Backup - rsync or tar

14,489

Solution 1

Definitely rsync.

The advantage of rsync is that it will copy only the files which have changed.

If you have 100GB+ of relatively small files, you don't want to copy them all each time.

Note: the first backup with rsync will be slow because all files are copied. Subsequently only the changed files are copied, and they can be compressed during the copy.

Be sure to familiarise yourself with all the options of rsync ... there are many.

Tar is an archive utility. You could conceivably create a tar file for the entire 100GB+, but you don't want to transfer it all, each time.

Solution 2

I would like to add that, although in general I agree with pavium's reply and I would choose rsync, there are options in tar for incremental backups. From man:

-g, --listed-incremental F create/list/extract new GNU-format incremental backup

   -G, --incremental
      create/list/extract old GNU-format incremental backup

EDIT: Following a recent comment, I will further expand on how both backups work:

tar initially creates a large file, possibly compressed (-g gzip flag) with all backed up files. Then each incremental backup creates a new file only with the modified files, in which it also specifies which of them have been deleted.

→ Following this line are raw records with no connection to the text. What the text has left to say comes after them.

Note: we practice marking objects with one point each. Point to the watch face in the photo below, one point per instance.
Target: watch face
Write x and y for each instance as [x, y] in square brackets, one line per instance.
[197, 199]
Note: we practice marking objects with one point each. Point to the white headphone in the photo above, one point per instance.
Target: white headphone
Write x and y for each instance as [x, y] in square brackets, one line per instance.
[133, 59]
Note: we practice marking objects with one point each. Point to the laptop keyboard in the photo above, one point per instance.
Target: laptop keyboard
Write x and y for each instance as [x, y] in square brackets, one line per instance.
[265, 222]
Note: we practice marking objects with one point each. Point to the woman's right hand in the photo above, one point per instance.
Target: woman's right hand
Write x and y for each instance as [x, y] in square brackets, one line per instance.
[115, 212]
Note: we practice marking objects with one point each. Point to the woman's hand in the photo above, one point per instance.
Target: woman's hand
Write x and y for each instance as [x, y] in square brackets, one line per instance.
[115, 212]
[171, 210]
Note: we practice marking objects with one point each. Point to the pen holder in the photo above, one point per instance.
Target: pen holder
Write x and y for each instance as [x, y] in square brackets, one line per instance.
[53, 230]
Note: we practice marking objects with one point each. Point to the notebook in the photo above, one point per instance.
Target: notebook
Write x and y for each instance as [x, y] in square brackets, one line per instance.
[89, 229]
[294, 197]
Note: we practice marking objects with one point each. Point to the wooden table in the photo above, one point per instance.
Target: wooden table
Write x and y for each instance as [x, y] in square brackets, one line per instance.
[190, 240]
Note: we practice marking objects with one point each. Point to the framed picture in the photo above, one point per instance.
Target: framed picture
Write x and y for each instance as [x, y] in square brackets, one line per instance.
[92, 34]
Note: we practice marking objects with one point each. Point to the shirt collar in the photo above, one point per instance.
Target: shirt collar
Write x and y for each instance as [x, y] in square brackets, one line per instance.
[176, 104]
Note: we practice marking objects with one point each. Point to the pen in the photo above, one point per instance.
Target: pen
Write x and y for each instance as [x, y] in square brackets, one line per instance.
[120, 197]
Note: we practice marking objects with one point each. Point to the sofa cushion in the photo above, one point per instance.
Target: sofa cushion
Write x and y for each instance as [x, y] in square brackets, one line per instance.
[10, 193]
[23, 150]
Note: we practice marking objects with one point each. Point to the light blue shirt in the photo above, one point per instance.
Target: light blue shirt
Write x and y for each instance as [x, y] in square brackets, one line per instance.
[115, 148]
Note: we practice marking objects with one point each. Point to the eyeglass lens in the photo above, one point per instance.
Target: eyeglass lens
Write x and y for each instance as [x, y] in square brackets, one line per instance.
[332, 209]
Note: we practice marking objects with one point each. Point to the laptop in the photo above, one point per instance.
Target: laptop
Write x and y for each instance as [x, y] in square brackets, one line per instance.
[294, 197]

rsync on the other hand initially keeps a second mirror directory with the exact tree and files of the source directory, uncompressed. Then with every incremental backup (-B flag), it continues to have a mirror copy of the source, keeping in another directory by date all changed files (both modified and deleted).

Therefore, one can understand that each method has its plus and minus. A tar backup is more difficult to be maintained in a medium with limited capacity, as it happens with the classic incremental method. rsync is not considered a classic backup solution. It requires more disk space for the mirror, since it is uncompressed. It requires more time to reconstruct a full backup of a previous date.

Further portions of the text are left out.